Akhirnya, muncul rasa segan dan penilaian kaku terhadap saya. Saya rasakan benar itu. Tetapi, demi memberi contoh dan menjaga perasaan, saya rela dinilai seperti itu.
Mudah berempati
Bagian ini muncul begitu saja. Ketika ada teman yang dilukai, saya secara otomatis tidak sekadar bersimpati, melainkan langsung berempati. Saya menempatkan diri di posisinya. Saya malah ikutan terluka jadinya.
Bila ada perkabungan, saya rajin mendatangi keluarga yang ditinggalkan, untuk menyampaikan bela sungkawa. Ketika ada teman kesusahan dan butuh duit, saya dengan mudah memberikannya. Tidak meminjamkan ya, tetapi memberikan.
Bodohnya, keseringan berempati ini dimanfaatkan oleh salah seorang teman. Saya baru tahu dari teman lain, bahwa teman itu memang suka berbohong untuk meminjam. Akhirnya saya kehilangan cukup banyak uang karena tertipu.
Tidak ingin merepotkan orang lain
Orang lain punya masalah sendiri. Orang lain ada kesibukan masing-masing. Saya merasa bila tidak begitu darurat, masih bisa dikerjakan tangan sendiri, saya paling enggan merepotkan orang lain.
Meskipun mereka terkadang menawarkan bantuan, saya bilang, "Saya bisa sendiri." Meskipun mereka menawarkan pundak untuk bercerita, saya bilang, "Saya tidak ada masalah. Saya baik-baik saja."
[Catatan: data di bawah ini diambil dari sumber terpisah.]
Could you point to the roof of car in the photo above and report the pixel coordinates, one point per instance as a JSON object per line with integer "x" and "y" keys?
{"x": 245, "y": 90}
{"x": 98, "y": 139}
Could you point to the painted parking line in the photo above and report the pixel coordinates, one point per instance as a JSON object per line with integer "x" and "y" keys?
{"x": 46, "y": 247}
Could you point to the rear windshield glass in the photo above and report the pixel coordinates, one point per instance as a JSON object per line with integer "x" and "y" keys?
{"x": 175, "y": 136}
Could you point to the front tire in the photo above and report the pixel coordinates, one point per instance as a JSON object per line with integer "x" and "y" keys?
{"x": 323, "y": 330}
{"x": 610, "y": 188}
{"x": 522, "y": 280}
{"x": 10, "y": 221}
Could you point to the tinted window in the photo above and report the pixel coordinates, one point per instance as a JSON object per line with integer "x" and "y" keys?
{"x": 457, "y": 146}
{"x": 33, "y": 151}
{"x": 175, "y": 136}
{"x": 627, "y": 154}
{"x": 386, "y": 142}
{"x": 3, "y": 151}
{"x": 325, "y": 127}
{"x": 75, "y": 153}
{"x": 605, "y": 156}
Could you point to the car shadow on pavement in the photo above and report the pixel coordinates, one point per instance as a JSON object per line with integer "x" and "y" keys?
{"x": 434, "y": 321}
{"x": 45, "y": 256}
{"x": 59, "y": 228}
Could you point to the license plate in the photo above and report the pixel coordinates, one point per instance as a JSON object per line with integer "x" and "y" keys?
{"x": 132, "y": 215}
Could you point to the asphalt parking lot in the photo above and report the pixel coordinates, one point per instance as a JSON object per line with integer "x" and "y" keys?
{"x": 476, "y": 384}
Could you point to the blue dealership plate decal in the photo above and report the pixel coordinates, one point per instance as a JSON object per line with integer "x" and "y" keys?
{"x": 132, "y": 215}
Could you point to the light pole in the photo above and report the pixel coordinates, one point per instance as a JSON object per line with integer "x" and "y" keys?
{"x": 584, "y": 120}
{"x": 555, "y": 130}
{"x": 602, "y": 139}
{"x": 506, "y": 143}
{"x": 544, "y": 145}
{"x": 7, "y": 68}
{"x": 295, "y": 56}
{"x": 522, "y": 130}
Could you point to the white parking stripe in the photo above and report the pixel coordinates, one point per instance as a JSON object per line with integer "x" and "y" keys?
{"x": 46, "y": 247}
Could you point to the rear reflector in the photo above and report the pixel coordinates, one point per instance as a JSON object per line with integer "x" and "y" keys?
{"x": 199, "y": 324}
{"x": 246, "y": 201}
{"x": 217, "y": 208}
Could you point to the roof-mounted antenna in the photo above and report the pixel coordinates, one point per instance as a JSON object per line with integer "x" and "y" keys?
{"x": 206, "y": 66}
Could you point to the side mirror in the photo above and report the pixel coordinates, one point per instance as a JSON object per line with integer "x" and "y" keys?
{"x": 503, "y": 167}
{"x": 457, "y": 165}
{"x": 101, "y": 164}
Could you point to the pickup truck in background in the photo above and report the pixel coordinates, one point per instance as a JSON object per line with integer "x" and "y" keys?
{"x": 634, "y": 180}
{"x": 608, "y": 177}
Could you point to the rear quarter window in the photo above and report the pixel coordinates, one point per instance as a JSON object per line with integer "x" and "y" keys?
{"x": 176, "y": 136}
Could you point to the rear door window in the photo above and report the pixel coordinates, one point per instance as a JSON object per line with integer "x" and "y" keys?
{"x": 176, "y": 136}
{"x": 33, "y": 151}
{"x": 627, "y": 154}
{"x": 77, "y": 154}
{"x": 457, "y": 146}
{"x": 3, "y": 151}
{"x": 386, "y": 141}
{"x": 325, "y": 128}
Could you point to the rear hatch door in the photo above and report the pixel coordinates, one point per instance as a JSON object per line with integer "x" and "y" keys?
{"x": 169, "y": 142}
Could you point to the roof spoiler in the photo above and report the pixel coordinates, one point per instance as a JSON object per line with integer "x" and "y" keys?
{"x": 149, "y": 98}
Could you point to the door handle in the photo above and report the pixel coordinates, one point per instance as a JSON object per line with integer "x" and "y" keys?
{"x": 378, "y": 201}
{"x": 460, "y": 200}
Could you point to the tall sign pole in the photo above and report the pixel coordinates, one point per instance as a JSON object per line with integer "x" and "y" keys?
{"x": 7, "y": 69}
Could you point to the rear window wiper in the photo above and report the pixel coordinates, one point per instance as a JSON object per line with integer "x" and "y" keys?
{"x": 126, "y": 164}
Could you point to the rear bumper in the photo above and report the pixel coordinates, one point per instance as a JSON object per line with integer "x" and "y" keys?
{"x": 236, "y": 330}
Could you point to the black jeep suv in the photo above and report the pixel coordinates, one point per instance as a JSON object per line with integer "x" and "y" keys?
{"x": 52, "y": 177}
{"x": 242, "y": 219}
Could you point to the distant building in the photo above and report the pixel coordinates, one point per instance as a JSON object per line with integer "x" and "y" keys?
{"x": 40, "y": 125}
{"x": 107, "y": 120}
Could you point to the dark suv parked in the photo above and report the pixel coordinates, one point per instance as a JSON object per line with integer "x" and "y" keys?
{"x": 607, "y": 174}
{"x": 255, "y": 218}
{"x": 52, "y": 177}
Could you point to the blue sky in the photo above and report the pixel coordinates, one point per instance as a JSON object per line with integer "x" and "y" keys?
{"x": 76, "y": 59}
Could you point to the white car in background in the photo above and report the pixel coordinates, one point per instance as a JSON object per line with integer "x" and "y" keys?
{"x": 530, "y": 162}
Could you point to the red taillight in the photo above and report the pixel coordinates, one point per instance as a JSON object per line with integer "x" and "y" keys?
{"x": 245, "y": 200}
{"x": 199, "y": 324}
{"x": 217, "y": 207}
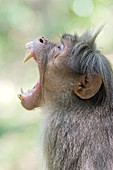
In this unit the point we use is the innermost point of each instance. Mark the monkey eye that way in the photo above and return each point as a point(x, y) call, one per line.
point(60, 47)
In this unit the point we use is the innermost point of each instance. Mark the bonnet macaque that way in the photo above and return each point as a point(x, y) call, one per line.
point(75, 91)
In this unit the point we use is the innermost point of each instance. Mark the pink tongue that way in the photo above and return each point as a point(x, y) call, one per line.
point(32, 99)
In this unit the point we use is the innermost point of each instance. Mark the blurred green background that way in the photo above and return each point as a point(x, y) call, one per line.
point(22, 21)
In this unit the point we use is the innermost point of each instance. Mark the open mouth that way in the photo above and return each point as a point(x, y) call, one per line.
point(31, 98)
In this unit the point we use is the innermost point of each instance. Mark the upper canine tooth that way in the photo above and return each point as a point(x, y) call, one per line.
point(29, 44)
point(28, 56)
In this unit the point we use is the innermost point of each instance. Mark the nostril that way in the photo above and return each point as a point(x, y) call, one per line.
point(41, 40)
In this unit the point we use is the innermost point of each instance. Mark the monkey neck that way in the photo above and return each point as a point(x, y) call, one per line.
point(69, 102)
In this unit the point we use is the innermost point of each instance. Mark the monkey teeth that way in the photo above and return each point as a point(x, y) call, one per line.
point(29, 53)
point(28, 56)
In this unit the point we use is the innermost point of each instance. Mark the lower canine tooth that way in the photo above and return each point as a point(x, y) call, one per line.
point(21, 97)
point(28, 56)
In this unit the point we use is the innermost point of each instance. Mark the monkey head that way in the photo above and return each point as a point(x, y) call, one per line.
point(73, 66)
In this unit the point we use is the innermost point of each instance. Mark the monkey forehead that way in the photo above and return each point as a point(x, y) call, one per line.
point(69, 37)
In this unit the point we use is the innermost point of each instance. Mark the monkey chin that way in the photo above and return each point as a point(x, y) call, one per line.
point(31, 98)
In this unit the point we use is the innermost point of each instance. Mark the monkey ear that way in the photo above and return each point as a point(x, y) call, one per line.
point(86, 87)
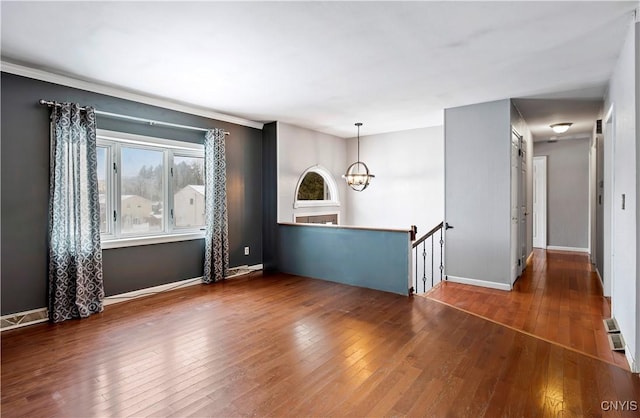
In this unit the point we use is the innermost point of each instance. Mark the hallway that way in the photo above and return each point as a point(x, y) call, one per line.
point(558, 298)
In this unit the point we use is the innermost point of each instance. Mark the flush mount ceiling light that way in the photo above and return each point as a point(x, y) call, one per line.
point(561, 128)
point(358, 175)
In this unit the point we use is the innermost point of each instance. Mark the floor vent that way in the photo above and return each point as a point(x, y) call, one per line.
point(616, 342)
point(611, 325)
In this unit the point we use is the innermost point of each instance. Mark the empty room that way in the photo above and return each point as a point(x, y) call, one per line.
point(308, 208)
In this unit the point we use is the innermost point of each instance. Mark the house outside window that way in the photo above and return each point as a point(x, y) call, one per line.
point(151, 189)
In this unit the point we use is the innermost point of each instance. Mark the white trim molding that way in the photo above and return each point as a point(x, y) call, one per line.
point(21, 70)
point(329, 181)
point(481, 283)
point(22, 319)
point(573, 249)
point(123, 297)
point(633, 365)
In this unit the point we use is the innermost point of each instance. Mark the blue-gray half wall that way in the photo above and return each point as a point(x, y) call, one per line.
point(375, 259)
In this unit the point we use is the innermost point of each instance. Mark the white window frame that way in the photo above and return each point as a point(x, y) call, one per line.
point(328, 181)
point(113, 142)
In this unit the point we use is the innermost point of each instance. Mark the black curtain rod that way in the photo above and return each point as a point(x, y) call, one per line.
point(133, 118)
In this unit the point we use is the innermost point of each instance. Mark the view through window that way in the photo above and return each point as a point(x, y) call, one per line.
point(149, 186)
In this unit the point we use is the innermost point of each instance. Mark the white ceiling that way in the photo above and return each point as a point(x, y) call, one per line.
point(326, 65)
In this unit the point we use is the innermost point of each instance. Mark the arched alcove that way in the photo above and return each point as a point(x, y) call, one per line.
point(316, 187)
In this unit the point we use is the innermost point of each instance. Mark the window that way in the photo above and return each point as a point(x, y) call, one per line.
point(151, 189)
point(313, 187)
point(316, 187)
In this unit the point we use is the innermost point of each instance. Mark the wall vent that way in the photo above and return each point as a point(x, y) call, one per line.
point(611, 325)
point(616, 342)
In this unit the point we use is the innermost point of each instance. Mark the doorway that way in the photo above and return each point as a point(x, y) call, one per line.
point(518, 205)
point(540, 202)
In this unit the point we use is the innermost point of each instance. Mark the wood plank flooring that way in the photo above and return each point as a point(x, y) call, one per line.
point(559, 298)
point(281, 345)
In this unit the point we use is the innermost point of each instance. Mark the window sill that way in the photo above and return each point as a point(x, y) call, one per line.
point(315, 203)
point(148, 240)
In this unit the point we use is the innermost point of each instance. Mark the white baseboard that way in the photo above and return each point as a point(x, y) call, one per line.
point(574, 249)
point(123, 297)
point(22, 319)
point(481, 283)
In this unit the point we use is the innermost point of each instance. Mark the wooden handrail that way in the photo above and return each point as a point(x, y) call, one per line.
point(427, 235)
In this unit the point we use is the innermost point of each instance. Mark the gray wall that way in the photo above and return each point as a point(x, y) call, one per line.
point(477, 192)
point(567, 192)
point(25, 184)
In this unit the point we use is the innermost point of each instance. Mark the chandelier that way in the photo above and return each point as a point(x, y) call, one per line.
point(358, 175)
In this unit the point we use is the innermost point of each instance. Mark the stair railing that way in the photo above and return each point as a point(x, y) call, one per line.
point(429, 258)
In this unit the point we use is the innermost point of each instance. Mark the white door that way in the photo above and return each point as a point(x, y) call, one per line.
point(540, 202)
point(515, 206)
point(522, 192)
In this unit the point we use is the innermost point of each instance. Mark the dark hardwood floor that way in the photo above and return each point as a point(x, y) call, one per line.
point(558, 297)
point(280, 345)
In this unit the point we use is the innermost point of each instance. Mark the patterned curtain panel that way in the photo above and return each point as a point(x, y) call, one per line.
point(75, 256)
point(216, 240)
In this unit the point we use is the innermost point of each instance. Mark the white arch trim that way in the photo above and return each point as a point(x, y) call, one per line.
point(330, 182)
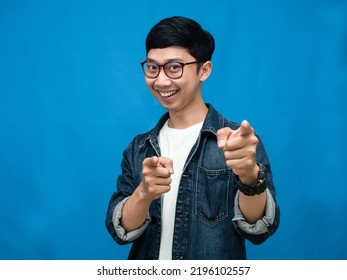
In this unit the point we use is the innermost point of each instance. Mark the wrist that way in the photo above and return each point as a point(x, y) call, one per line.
point(250, 178)
point(256, 188)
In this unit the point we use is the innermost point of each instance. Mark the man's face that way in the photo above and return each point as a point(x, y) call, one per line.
point(175, 94)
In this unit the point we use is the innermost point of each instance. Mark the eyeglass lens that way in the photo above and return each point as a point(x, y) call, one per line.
point(173, 70)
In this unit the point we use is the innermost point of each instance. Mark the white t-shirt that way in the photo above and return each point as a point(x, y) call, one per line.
point(176, 145)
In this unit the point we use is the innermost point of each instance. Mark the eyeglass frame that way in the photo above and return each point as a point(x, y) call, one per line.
point(163, 66)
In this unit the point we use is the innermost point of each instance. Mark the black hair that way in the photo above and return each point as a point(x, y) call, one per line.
point(183, 32)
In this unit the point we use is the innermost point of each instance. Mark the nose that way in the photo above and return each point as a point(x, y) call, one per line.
point(162, 79)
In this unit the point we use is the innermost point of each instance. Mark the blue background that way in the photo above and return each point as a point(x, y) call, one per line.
point(73, 96)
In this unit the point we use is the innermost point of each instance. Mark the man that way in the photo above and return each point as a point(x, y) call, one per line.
point(197, 185)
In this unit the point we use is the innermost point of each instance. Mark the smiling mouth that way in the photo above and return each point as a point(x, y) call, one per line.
point(167, 94)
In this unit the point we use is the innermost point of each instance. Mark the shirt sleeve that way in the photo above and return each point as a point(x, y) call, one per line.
point(261, 226)
point(120, 231)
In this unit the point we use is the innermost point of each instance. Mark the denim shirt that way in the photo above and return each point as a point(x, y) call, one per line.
point(208, 223)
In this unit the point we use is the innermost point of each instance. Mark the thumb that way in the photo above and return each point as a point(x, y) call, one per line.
point(166, 163)
point(245, 128)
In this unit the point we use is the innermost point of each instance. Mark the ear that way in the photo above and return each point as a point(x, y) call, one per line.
point(205, 70)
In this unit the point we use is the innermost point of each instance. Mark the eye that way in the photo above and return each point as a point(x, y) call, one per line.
point(173, 67)
point(152, 67)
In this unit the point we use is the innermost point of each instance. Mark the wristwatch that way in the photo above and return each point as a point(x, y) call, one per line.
point(258, 188)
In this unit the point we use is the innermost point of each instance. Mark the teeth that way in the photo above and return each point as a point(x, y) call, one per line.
point(167, 94)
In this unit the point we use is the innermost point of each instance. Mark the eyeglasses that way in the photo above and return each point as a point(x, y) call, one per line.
point(172, 69)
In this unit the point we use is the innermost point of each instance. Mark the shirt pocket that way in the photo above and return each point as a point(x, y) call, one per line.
point(212, 194)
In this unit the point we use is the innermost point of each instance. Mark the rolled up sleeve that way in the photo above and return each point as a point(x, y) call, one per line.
point(120, 231)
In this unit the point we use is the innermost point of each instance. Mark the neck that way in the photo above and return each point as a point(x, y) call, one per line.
point(188, 118)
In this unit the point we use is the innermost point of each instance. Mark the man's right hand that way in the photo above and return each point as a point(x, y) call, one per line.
point(156, 176)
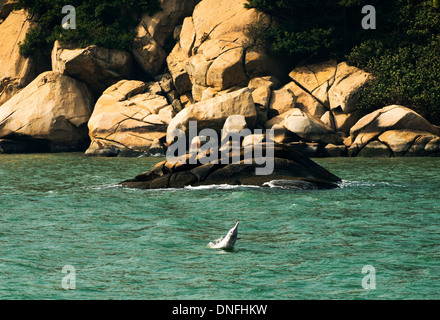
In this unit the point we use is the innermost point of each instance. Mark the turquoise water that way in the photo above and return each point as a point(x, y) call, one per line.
point(64, 209)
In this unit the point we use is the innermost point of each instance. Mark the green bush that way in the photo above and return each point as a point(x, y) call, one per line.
point(402, 53)
point(108, 23)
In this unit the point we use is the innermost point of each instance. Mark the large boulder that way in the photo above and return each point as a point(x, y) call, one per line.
point(214, 112)
point(310, 128)
point(215, 43)
point(348, 83)
point(390, 118)
point(329, 91)
point(98, 67)
point(16, 71)
point(291, 169)
point(409, 142)
point(153, 31)
point(52, 110)
point(6, 7)
point(128, 119)
point(177, 67)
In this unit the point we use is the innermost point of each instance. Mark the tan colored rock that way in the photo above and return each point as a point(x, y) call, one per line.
point(187, 36)
point(161, 25)
point(259, 64)
point(253, 140)
point(128, 118)
point(53, 108)
point(406, 142)
point(209, 93)
point(389, 118)
point(262, 96)
point(332, 150)
point(227, 70)
point(329, 120)
point(282, 100)
point(6, 7)
point(312, 76)
point(149, 55)
point(98, 67)
point(177, 67)
point(215, 41)
point(278, 120)
point(214, 112)
point(344, 122)
point(236, 122)
point(348, 82)
point(282, 135)
point(197, 67)
point(16, 71)
point(392, 118)
point(310, 128)
point(153, 31)
point(308, 102)
point(432, 147)
point(269, 81)
point(374, 149)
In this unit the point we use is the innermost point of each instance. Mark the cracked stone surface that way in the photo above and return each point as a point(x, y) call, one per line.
point(16, 71)
point(129, 117)
point(53, 108)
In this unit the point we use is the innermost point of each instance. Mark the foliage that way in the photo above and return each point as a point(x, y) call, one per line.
point(108, 23)
point(403, 53)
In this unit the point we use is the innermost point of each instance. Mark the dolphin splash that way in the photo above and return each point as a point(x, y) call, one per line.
point(227, 243)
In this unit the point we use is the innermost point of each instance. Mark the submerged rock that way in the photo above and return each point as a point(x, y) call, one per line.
point(288, 165)
point(52, 111)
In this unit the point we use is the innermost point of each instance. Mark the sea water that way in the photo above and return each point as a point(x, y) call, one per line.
point(60, 210)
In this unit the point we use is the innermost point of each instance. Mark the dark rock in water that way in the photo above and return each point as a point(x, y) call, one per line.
point(289, 166)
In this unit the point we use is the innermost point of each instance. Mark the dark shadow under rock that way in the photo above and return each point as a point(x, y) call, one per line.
point(289, 166)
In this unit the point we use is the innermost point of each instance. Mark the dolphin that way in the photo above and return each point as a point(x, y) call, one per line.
point(227, 243)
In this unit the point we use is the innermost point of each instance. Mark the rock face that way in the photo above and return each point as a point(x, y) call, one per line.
point(98, 67)
point(291, 170)
point(396, 127)
point(16, 71)
point(310, 128)
point(52, 111)
point(329, 91)
point(214, 112)
point(128, 119)
point(153, 31)
point(213, 48)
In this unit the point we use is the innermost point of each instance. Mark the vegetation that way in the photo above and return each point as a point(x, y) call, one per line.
point(403, 53)
point(107, 23)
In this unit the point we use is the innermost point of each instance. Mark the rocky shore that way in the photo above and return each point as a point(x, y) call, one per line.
point(117, 103)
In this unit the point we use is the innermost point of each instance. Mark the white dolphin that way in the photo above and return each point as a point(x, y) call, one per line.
point(227, 243)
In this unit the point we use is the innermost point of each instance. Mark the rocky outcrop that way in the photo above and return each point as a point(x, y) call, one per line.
point(395, 126)
point(16, 71)
point(215, 46)
point(6, 7)
point(290, 170)
point(52, 111)
point(310, 128)
point(128, 119)
point(98, 67)
point(214, 112)
point(153, 31)
point(330, 91)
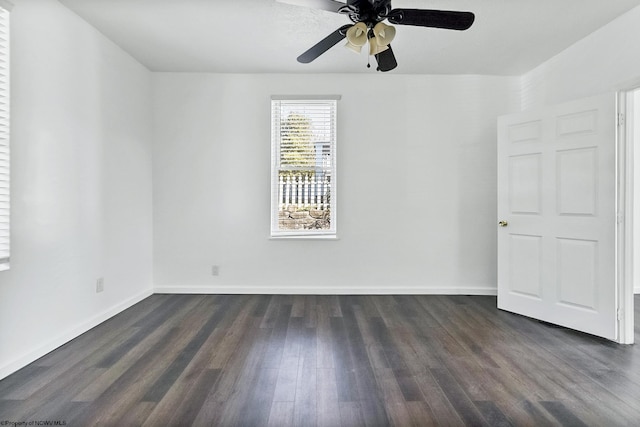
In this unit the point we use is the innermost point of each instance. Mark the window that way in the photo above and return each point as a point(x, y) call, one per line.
point(5, 7)
point(303, 166)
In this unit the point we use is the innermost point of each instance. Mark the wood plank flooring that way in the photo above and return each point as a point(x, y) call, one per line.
point(260, 360)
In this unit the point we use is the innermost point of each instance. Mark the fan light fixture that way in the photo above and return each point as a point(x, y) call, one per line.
point(357, 37)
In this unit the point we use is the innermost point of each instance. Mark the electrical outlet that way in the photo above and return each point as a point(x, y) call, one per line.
point(99, 285)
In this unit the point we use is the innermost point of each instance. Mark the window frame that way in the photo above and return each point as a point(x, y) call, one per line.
point(276, 120)
point(5, 134)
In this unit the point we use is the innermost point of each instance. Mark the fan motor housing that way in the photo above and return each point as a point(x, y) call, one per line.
point(368, 11)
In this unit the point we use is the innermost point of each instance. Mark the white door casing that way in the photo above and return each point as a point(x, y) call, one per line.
point(557, 195)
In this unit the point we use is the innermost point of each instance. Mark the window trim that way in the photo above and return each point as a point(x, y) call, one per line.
point(275, 233)
point(5, 136)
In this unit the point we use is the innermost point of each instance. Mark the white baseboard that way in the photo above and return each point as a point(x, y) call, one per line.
point(325, 290)
point(69, 335)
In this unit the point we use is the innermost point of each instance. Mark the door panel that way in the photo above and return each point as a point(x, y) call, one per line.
point(556, 194)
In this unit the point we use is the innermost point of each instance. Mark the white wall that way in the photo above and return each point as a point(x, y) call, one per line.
point(605, 61)
point(81, 182)
point(416, 181)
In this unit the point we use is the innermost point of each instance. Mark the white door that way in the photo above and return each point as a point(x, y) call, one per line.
point(557, 213)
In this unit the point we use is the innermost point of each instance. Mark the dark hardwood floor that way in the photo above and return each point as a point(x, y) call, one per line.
point(180, 360)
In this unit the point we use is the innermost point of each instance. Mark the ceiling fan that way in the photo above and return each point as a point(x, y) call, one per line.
point(368, 18)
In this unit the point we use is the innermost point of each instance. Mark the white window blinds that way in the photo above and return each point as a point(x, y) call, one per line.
point(4, 135)
point(303, 181)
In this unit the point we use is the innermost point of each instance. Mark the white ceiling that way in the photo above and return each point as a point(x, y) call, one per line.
point(509, 37)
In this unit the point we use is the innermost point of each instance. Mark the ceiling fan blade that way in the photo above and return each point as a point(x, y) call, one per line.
point(432, 18)
point(330, 5)
point(324, 45)
point(386, 60)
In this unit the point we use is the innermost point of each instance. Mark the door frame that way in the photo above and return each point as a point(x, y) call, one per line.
point(625, 209)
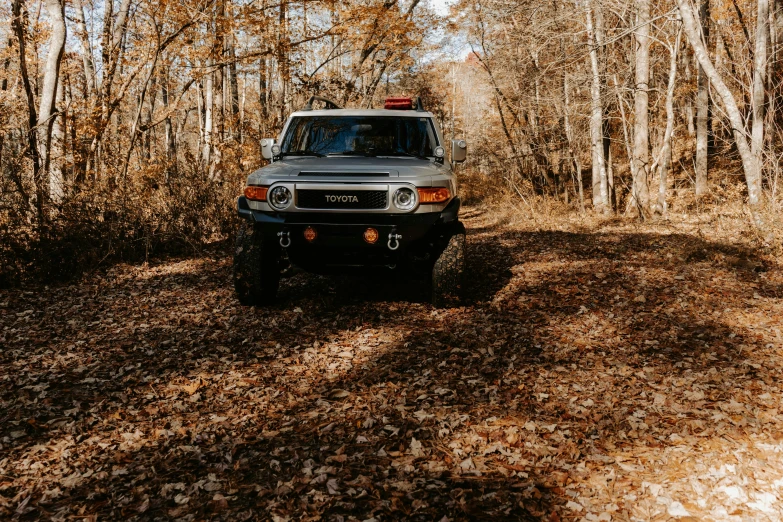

Padahal di dalam kamar, saya begitu tersiksa. Mengapa bisa ada teman yang seperti itu? Mengapa tega mengakali saya seperti ini? Saya hanya menangis, curhat sama Tuhan.
Bagaimana sekarang?
Pintar mungkin masih. Perasa, sudah saya kurang-kurangi. Saya rasa semakin dewasa, terlalu perasa juga tidak baik. Kemungkinan berumur pendek semakin besar. Bagaimana tidak?